Baystate Blue is an extremely bright blue. It’s significantly more intense than Pilot’s Asa-gao. It jumps off the page. It’s extremely saturated. It shades very little, if at all. I like using it for copying passages of Scripture in my sermon manuscripts. It makes them pop. My eyes couldn’t skip them if they tried.
BSB does have some weaknesses you should be aware of and keep in mind. It really requires high-quality paper. Feathering and bleed-through definitely occur on cheap paper. I wouldn’t count on BSB if you’re working in an office and are commonly scribbling on copy paper.

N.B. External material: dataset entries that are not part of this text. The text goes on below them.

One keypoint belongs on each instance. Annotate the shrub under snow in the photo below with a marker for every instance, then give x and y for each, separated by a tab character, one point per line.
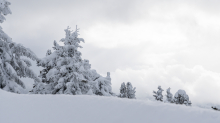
182	98
127	91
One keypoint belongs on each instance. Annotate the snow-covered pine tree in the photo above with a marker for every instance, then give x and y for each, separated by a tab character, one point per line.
123	91
66	73
12	66
182	98
158	95
169	96
127	91
130	91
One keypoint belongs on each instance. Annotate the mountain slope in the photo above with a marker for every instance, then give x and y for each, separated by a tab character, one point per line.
18	108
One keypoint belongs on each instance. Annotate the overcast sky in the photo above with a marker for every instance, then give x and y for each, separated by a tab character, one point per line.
148	43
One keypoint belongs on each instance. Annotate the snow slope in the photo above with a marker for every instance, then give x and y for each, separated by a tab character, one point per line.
15	108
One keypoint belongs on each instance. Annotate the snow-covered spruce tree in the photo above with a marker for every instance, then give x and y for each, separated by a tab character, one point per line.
158	95
182	98
169	96
127	91
66	73
123	91
12	66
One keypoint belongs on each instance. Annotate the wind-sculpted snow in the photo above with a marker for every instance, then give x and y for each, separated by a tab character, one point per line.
96	109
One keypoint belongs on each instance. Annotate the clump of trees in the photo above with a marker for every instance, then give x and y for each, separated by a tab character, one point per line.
180	97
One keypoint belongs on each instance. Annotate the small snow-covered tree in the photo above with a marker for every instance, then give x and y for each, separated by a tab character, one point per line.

The ink also has a reputation for staining. Get it on your fingers - and you will - and people can’t help but notice. Again, it’s an extremely bright, electric cobalt blue. I’m fortunate enough not to have had any accidents yet with BSB, but apparently clothes, carpet, and countertops are instant garbage if they come in contact with the ink. Use at your own risk! They also can stain pens. Clear demonstrators will usually end up with a permanent Baystate Blue tint. That’s certainly the case with one of my TWSBI Ecos. However, it doesn’t bother me much. I can make it a dedicated BSB pen, or simply always pair it with a blue ink. No big deal. It goes without saying that cleaning out pens filled with BSB will take some time.
If you keep all these things in mind, there’s no reason not to try Noodler’s great Baystate Blue. I’m hoping to try other inks in the series. Grab the blue for as little as $12.50 and no other blue will look the same again.